KOKORO / THE HEART (1955)

A year before his international breakout on THE BURMESE HARP/’56, a large-scale anti-war fable, Kon Ichikawa made this far more intimate piece, too inscrutably Japan-centric for travel but superb filmmaking in its own way.  It’s 1912, and while the country is on edge as death approaches Emperor Meiji, what concerns us is a half-seen crisis between Nobuchi and his wife, the two haunted by miscommunication & tragic past events.  She’s convinced he’s seeing a mistress; he’s possibly suicidal over something he won’t discuss.  And that’s when he meets university student Hioki, the young man who jumps into the sea when he thinks Nobuchi has gone out too far.  Perhaps.  Soon, the two establish a warm relationship, sensei to pupil, Nobuchi something of a surrogate second father to Hioki whose actual father is dying on the same schedule as the Emperor.  Alongside Hioki, we witness the oddly formal relationship between Nobuchi & his wife (oddly formal even for Japanese culture; does she even have a name in the film?), subtly emphasized by Ichikawa thru the use of Britishisms (black tea with milk; knives & forks at lunch).  Returning from a trip to see his ill father (and to show off his diploma), he finds Nobuchi suddenly opening up about his past when he was living with fellow student Kaji at the home of his future wife and her widowed mother. Something of rivalry came between them, a certain amount of flirtation that led to Nobuchi suddenly proposing marriage and prompting a falling out between the men and four deaths before we reach the end.  Ichikawa, rigorous and riveting, gives just enough motivation to show how this happens.  Pulling back the curtains without losing the mystery.
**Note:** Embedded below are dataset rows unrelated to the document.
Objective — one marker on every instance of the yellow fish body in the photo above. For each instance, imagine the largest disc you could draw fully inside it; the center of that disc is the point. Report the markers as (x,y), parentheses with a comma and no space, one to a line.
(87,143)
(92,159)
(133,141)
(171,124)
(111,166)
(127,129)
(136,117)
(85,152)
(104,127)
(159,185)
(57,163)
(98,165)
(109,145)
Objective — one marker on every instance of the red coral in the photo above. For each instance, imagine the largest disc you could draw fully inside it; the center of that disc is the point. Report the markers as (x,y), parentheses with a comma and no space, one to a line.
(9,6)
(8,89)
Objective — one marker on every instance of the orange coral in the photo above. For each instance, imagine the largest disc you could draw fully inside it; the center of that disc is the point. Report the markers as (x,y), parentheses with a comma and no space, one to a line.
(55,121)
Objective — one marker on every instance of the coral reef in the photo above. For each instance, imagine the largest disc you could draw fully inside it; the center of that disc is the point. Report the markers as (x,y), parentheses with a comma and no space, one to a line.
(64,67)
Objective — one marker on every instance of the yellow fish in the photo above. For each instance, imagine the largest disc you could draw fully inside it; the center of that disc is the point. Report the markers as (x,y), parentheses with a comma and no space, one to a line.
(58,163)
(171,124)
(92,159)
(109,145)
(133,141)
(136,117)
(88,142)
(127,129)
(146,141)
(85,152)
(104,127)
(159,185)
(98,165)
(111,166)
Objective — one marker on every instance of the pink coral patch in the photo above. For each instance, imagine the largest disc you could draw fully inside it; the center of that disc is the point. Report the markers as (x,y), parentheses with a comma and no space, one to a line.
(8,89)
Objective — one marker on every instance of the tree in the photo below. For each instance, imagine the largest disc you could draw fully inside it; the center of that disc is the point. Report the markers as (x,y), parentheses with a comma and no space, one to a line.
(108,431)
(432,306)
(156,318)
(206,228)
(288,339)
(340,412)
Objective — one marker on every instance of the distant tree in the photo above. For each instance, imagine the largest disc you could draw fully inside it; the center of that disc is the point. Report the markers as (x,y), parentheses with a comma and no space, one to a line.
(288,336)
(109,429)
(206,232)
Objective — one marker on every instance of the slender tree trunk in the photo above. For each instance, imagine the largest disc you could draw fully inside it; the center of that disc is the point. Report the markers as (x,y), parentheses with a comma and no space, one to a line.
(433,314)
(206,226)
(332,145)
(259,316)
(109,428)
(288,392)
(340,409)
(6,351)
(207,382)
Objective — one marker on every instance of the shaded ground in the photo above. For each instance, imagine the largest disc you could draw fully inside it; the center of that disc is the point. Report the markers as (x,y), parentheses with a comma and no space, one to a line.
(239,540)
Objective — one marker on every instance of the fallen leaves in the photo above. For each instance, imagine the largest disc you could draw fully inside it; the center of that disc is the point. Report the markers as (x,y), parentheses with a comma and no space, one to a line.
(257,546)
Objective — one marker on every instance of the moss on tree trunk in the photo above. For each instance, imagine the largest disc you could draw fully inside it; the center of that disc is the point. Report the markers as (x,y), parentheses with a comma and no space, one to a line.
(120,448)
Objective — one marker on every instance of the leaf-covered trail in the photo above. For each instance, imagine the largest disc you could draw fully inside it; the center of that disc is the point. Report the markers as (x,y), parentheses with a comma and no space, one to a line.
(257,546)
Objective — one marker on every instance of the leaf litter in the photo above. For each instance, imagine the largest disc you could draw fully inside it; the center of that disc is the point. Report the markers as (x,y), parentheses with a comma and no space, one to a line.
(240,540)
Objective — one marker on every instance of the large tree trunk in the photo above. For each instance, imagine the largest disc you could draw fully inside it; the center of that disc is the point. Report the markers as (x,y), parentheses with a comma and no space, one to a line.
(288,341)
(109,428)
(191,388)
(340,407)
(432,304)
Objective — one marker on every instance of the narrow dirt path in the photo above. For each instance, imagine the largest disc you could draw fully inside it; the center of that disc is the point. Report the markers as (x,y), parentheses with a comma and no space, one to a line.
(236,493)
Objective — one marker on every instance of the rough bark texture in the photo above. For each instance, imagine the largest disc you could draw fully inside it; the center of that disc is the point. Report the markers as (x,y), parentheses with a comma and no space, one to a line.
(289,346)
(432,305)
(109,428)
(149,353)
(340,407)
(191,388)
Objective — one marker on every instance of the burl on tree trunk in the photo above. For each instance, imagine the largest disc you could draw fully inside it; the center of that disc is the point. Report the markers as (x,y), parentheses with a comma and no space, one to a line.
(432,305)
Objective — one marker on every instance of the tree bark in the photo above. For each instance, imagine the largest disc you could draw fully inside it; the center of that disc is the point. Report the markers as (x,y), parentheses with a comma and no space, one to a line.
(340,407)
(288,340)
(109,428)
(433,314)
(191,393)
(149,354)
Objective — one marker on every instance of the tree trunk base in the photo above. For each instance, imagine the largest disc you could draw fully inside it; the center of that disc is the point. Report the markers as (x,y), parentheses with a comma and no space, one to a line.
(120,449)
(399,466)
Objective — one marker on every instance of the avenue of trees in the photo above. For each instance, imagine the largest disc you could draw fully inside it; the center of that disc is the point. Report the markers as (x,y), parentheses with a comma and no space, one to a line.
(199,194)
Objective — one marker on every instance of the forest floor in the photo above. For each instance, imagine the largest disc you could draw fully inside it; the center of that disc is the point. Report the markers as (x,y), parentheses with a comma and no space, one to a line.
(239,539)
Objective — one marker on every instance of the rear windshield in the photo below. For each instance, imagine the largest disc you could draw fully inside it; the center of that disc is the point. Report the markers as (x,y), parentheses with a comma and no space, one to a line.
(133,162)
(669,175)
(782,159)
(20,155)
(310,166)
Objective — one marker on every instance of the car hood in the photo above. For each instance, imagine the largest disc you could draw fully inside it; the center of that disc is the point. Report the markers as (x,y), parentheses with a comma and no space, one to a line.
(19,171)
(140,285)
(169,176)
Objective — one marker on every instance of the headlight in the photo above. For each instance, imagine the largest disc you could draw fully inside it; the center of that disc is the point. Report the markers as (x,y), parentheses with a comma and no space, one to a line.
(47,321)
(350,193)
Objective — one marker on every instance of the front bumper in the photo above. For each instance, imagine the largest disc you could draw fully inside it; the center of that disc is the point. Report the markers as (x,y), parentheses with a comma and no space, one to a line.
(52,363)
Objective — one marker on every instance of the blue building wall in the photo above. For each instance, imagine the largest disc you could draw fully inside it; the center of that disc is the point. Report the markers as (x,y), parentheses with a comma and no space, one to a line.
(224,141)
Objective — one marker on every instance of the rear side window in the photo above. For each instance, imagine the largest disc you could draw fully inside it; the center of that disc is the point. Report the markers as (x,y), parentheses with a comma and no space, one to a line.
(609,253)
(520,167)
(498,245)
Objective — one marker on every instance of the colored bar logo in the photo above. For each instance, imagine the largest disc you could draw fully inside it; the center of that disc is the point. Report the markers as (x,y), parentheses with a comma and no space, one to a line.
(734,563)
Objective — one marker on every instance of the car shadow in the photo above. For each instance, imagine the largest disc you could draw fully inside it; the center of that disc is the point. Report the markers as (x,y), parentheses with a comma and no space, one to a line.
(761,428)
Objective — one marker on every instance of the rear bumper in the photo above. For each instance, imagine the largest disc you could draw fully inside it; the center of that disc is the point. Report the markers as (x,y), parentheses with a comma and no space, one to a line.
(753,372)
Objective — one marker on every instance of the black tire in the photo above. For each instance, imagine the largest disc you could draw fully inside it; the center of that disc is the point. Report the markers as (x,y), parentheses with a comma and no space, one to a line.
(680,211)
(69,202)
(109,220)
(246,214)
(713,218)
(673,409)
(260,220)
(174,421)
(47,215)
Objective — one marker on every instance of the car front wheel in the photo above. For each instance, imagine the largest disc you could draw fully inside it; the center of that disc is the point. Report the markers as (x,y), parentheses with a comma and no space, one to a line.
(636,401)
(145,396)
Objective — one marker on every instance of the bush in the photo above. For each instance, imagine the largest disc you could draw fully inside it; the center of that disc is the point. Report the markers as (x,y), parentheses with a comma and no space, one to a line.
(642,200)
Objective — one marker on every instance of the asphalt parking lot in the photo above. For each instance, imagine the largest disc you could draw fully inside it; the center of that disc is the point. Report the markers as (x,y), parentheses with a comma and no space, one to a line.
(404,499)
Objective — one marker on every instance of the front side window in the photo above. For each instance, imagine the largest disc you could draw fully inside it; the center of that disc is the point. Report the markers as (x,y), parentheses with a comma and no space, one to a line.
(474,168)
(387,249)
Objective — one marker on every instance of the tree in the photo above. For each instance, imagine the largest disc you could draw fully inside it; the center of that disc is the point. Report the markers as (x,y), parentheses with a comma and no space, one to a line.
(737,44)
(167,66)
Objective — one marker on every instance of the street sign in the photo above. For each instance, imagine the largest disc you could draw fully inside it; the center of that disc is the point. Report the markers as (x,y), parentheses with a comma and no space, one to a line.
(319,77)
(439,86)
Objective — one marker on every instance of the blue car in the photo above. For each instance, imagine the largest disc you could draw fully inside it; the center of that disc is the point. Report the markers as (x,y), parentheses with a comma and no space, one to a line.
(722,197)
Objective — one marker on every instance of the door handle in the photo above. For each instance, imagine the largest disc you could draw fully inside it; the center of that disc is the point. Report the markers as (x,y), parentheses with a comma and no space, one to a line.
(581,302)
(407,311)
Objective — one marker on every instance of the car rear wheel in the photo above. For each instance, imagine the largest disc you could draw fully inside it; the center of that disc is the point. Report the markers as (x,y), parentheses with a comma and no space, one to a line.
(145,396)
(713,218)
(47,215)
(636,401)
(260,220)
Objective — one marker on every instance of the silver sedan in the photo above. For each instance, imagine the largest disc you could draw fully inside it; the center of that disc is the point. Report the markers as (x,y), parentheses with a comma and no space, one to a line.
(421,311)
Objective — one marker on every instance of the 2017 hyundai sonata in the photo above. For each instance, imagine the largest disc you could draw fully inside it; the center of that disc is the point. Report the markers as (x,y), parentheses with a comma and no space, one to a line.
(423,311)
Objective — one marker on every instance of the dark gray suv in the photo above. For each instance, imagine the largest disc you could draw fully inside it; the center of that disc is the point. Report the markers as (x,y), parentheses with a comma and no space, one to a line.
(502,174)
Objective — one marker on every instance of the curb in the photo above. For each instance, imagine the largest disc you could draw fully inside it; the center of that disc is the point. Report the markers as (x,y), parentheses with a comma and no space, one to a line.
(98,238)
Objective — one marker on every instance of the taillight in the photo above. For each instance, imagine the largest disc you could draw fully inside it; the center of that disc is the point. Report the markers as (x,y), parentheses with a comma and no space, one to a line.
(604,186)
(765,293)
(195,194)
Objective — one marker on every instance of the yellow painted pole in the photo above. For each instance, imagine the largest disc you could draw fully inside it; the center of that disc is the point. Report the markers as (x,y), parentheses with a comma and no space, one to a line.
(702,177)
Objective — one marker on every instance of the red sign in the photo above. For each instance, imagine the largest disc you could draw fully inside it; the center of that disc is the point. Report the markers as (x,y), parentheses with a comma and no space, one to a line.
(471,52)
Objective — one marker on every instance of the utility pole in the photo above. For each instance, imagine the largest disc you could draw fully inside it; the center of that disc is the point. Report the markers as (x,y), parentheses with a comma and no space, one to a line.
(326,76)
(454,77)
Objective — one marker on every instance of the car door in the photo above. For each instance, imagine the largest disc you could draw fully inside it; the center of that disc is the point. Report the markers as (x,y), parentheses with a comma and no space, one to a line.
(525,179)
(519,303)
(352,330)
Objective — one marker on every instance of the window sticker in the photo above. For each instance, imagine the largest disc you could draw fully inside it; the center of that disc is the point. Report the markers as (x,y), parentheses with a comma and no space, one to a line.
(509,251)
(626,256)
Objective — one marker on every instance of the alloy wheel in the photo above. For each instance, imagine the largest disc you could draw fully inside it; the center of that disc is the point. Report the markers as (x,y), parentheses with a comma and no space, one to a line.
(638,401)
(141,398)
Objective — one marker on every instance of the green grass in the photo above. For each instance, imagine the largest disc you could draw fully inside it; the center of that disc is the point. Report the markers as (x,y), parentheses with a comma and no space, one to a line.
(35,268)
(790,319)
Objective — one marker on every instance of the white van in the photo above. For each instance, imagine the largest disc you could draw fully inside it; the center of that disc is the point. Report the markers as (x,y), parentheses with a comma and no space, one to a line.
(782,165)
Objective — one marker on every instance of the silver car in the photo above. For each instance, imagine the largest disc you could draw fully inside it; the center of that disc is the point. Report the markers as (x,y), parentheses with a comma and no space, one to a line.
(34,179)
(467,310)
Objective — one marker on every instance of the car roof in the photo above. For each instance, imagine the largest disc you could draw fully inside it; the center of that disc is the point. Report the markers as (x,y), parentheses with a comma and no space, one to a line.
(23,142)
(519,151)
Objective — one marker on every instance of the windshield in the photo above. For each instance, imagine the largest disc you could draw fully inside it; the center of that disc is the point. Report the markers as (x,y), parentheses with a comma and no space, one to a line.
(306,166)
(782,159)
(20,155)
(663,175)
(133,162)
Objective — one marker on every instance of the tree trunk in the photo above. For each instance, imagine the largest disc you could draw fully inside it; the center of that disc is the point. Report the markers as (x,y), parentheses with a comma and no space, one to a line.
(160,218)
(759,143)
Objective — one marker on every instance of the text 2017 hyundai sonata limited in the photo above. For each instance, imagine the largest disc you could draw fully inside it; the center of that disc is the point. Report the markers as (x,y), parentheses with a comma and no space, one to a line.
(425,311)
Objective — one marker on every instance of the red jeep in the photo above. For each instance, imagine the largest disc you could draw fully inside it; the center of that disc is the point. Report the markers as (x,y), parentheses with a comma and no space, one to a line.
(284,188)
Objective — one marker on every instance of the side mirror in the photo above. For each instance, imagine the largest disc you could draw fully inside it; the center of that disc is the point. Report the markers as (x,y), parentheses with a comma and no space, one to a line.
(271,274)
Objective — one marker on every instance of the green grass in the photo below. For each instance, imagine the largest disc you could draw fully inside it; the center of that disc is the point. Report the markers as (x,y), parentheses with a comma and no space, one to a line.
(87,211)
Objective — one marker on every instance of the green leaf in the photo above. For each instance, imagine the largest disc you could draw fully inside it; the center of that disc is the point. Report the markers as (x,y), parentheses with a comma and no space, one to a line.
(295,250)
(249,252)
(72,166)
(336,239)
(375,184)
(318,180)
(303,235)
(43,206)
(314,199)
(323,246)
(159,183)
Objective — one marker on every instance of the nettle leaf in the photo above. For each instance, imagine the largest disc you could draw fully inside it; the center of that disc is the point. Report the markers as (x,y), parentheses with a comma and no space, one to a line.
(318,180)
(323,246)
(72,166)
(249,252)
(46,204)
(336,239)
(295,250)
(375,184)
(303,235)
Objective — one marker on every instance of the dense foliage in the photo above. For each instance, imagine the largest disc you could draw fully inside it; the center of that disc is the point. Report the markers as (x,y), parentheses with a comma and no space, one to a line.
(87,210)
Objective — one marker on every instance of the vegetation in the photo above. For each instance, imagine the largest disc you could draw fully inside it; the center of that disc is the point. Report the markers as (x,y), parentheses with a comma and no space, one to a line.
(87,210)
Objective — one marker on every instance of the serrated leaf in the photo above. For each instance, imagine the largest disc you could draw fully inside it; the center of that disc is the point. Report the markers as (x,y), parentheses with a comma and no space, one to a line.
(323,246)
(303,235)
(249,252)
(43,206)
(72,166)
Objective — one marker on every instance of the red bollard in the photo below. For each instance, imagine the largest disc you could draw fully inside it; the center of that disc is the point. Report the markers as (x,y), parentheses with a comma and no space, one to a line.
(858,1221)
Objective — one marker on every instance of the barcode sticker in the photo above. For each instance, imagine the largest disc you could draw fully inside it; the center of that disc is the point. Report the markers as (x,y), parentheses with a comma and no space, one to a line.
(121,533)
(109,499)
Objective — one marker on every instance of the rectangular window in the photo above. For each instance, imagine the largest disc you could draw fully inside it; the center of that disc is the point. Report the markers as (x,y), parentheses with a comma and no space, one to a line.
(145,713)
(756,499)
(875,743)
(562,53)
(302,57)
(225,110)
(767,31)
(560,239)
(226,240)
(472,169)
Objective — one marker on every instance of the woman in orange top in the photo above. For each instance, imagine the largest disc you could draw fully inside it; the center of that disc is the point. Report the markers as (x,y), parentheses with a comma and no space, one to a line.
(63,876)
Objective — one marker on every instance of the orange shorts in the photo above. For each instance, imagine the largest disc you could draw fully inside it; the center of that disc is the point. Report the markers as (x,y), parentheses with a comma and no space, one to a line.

DOUBLE-BILL/LINK:  As mentioned, THE BURMESE HARP which you’d never expect came from the same filmmaker.  A range typical of Ichikawa.   https://maksquibs.blogspot.com/2011/07/biruma-no-tategoto-burmese-harp-1956.html

ATTENTION MUST BE PAID: In addition to an immaculate filming technique, Ichikawa shows himself a master of the Japanese custom for using boxy rooms & sliding screen doors in homes as alternate framing & editing devices.  Hollywood directors, working in Japan, occasionally figure out such framing strategies, but never seem to catch on to their functionality as quasi edits.